Monday, December 21, 2009

Novak on Three Concepts

Michael Novak on:
An excerpt from his essay on Personal Liberty:

In our time, alas, many people have come to think of human liberty as the ability to flow with their instincts, let go of restraint, and do what they feel like doing. Such people like to invoke animal images of their dream of liberty: They are “born free” like a lioness on the African plains or “free as a bird.” They look on animal nature as innocent and unrestrained, separated from social customs, traditions, mores, and moral rules imposed from outside the animals’ own instincts, urgings, and longings.

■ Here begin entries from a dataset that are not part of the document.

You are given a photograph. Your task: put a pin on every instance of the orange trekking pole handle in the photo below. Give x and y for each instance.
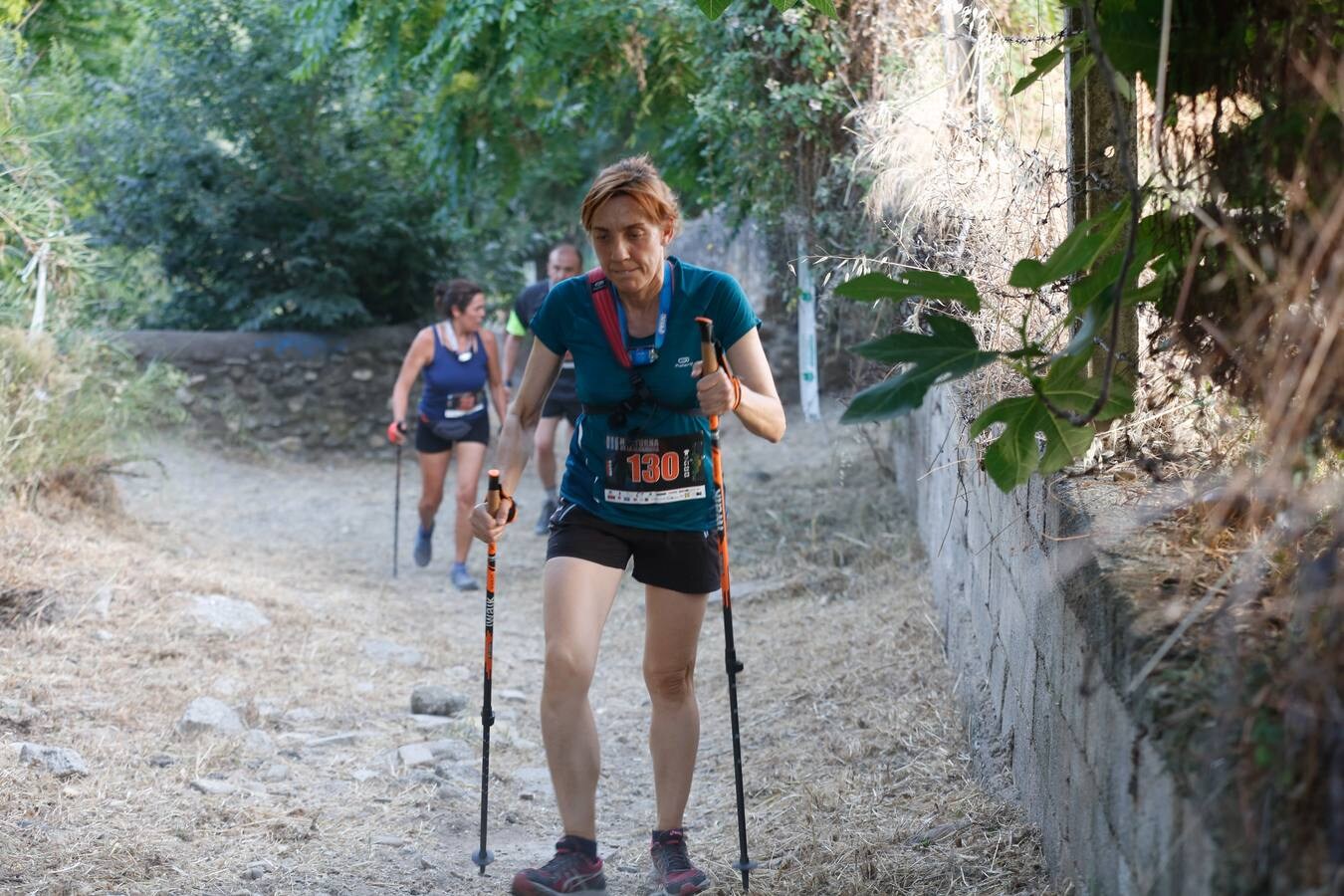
(710, 364)
(484, 856)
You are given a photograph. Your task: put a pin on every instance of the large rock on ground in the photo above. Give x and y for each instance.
(60, 761)
(227, 614)
(390, 652)
(436, 700)
(206, 715)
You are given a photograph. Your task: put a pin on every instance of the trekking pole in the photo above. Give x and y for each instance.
(396, 500)
(483, 856)
(730, 656)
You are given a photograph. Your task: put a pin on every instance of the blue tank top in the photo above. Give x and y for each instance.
(449, 380)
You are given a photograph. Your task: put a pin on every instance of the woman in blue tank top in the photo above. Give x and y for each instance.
(459, 360)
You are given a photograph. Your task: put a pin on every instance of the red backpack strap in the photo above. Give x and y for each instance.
(603, 303)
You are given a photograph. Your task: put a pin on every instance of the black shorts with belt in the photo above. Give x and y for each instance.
(678, 560)
(429, 443)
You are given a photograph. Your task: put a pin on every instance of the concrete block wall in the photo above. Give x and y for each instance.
(298, 392)
(1039, 642)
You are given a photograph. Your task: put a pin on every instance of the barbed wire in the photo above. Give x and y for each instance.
(1044, 38)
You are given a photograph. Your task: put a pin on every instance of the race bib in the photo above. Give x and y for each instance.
(655, 469)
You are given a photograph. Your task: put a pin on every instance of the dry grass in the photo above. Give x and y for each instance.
(856, 769)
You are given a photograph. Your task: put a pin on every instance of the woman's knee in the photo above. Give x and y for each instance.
(671, 685)
(567, 673)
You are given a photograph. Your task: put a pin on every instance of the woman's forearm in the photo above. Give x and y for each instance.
(513, 454)
(761, 414)
(400, 395)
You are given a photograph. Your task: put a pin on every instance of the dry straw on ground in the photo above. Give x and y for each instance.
(856, 769)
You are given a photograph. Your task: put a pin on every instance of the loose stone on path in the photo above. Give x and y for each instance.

Woody Allen very neatly expressed this sort of impulsiveness when he said, “The heart wants what the heart wants.”

But is this not a paradoxical claim? Some people claim to be compelled to follow instinct. They claim to have lost the liberty to persuade their hearts, lost all will to resist, lost all ability to do anything other than what the heart wants. We all know that pull of the heart. But true liberty demands that we open ourselves to other pulls and other persuasions, while listening to the calming voice of wisdom. Experience teaches us, in this way, that human liberty is not constituted by bondage to impulse, even to prolonged and seemingly irresistible impulse. Such bondage describes the liberty of wild animals, but it does not describe the liberty available only to the fully developed human animal—the free person.